Ainda segundo a publicação do Mapa, a empresa possui diversas falhas e lacunas em seus sistemas de controle e gestão internos, apresentando informações incompletas nos relatórios de produção e controles de rastreabilidade ineficientes.

Fora do mercado
Em janeiro, como medida cautelar, o Ministério da Agricultura realizou o fechamento da cervejaria da Backer. Ainda adotou, junto aos demais órgãos, medidas imediatas para interromper a produção e a comercialização dos produtos contaminados.

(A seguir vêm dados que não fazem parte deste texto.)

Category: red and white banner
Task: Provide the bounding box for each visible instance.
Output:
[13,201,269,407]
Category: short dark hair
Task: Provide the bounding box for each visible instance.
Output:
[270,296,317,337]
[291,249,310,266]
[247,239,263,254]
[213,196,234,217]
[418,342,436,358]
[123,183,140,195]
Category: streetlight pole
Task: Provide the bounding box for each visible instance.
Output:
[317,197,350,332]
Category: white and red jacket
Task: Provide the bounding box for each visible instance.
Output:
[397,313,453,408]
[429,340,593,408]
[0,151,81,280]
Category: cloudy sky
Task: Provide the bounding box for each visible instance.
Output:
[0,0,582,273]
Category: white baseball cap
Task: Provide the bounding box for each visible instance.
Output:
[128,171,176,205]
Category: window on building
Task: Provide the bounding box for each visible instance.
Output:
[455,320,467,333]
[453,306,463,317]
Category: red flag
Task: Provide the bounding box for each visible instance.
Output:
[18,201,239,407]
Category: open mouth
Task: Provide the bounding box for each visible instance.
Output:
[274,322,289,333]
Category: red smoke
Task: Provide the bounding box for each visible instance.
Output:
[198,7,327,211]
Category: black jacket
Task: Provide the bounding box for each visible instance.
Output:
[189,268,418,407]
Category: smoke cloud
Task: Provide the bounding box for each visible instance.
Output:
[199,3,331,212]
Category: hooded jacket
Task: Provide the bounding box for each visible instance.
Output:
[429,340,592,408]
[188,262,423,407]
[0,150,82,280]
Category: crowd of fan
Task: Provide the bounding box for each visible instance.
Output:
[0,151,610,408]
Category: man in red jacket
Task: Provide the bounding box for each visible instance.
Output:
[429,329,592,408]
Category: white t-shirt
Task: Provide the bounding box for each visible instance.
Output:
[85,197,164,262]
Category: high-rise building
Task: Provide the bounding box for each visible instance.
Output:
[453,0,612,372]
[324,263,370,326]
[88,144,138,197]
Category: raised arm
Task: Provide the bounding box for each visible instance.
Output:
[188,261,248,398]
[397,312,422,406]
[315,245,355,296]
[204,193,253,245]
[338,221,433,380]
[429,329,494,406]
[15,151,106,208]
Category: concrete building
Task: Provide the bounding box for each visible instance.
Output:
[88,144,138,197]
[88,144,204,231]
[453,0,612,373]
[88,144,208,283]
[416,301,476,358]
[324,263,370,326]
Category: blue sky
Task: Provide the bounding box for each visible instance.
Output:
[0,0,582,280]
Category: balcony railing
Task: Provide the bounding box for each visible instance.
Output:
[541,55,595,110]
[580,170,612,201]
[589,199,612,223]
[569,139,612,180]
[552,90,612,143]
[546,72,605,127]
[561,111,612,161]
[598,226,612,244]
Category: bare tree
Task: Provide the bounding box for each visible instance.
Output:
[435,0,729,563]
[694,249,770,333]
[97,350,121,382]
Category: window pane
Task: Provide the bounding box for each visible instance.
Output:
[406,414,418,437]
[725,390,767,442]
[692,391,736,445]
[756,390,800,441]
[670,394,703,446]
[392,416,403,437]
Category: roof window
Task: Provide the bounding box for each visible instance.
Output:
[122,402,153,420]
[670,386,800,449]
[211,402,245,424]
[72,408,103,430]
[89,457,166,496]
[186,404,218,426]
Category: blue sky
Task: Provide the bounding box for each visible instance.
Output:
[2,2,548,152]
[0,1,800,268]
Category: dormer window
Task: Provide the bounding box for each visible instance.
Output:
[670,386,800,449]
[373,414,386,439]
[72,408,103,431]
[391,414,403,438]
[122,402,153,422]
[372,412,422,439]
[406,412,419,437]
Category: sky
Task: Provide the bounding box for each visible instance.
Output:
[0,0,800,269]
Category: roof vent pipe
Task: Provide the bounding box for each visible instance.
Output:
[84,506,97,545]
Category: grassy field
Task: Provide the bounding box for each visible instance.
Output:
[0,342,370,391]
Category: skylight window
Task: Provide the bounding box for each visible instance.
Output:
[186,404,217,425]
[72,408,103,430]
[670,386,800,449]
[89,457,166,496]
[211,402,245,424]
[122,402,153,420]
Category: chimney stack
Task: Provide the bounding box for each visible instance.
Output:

No total, foram apreendidos nas dependências do estabelecimento e no comércio de Minas Gerais 79.481,34 litros de cerveja, de várias marcas e diversos lotes com presença dos contaminantes, sendo 56.659 garrafas com riscos aos consumidores.

No Espírito Santo, por sua vez, os resultados das análises indicaram 9.047 garrafas de cerveja contaminadas retiradas dos mercados, totalizando 5.428,2 litros.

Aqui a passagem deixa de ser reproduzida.